I’m on the beach in Little Talbot Island, a state park just north of Jacksonville, FL, resting after taking a long walk on the beach, in the hopes of catching a glimpse of the snowy owl that is reported to be visiting. Apparently, I’m not the only one seeking warmer weather, although it is fairly unusual for snowy owls to be seen this far south.
The ocean is slate grey today, trimmed with lacy white foam that pushes and tugs relentlessly at the shore. It’s interesting to notice the quality of the sand, because it always varies from beach to beach. Here it is taupe-colored, marbled with an oily black, fine and compact, and scattered with shell fragments that crunch underfoot.

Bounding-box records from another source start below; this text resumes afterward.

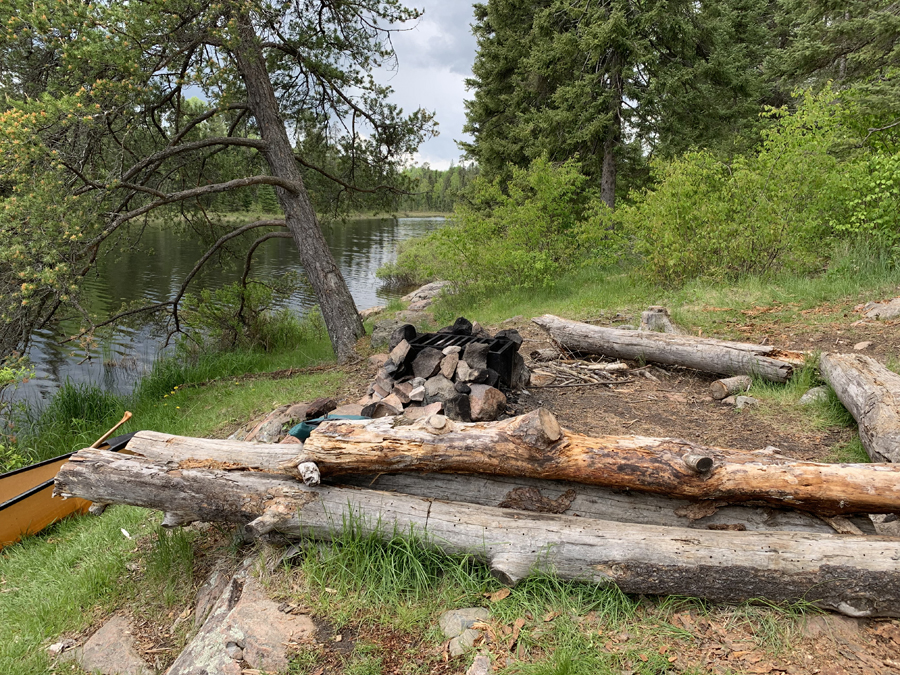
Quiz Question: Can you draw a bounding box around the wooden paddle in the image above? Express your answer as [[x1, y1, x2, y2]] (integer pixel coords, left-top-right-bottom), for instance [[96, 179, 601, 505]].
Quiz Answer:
[[91, 410, 131, 448]]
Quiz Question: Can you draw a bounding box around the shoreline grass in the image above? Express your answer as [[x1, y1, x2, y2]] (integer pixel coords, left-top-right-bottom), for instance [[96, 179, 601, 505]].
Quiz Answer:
[[0, 240, 900, 675]]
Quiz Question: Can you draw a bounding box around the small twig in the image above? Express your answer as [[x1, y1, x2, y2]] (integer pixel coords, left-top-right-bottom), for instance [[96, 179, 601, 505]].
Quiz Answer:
[[531, 378, 634, 389]]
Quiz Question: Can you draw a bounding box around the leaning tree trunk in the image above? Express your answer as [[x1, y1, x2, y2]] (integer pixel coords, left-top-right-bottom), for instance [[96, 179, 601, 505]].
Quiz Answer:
[[126, 431, 875, 534], [819, 354, 900, 462], [532, 314, 803, 382], [600, 51, 624, 209], [232, 16, 365, 362], [56, 449, 900, 616]]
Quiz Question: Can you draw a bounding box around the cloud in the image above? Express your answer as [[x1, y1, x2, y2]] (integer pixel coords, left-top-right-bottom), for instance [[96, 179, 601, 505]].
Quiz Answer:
[[379, 0, 476, 168]]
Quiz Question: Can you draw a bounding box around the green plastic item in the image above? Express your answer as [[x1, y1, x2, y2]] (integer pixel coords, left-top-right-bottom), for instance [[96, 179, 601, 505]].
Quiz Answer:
[[288, 415, 370, 441]]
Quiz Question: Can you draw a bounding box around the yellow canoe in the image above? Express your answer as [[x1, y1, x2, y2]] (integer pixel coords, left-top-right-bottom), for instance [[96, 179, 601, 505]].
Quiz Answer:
[[0, 433, 134, 548]]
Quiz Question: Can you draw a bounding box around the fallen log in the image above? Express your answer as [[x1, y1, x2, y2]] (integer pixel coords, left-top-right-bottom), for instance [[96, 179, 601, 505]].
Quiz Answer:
[[333, 473, 875, 534], [121, 431, 875, 534], [55, 449, 900, 616], [709, 375, 753, 401], [292, 409, 900, 516], [819, 354, 900, 462], [129, 409, 900, 516], [128, 431, 875, 534], [532, 314, 803, 382]]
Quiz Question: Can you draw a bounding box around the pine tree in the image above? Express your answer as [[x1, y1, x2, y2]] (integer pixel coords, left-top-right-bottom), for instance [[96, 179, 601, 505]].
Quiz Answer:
[[461, 0, 773, 206]]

The sky seems to be conflicted today. Moments ago, the sun was bright and inviting to the west, but choked with clouds what weighed on the horizon. Moments later, the sun seemed to be winning out, dissolving the clouds into smalls puffs like slightly damp cotton candy. Then, in a matter of minutes, a dense fog rolled in and covered everything in a ghostly white, while a huge swath of grey sky lifted above the horizon, like a curtain unveiling a bright light where ships could slip through, attracted like moths to the moon.
While the sand might seem different at every beach, the smell is mostly the same – that fresh, salty, damp breeze. Smell is a funny thing; it seems to trigger a million memories at once, or makes you struggle to put your finger on exactly what it reminds you of. In this case, I find myself remembering the summers of my youth spent camping on Cape Cod. I remember how my brother and I would spend hours playing in the ocean and body surfing, not even noticing that we were cold until our lips were purple.
And now, I’m creating new memories. Who knows? Maybe one day I’ll smell the ocean and remember this very moment.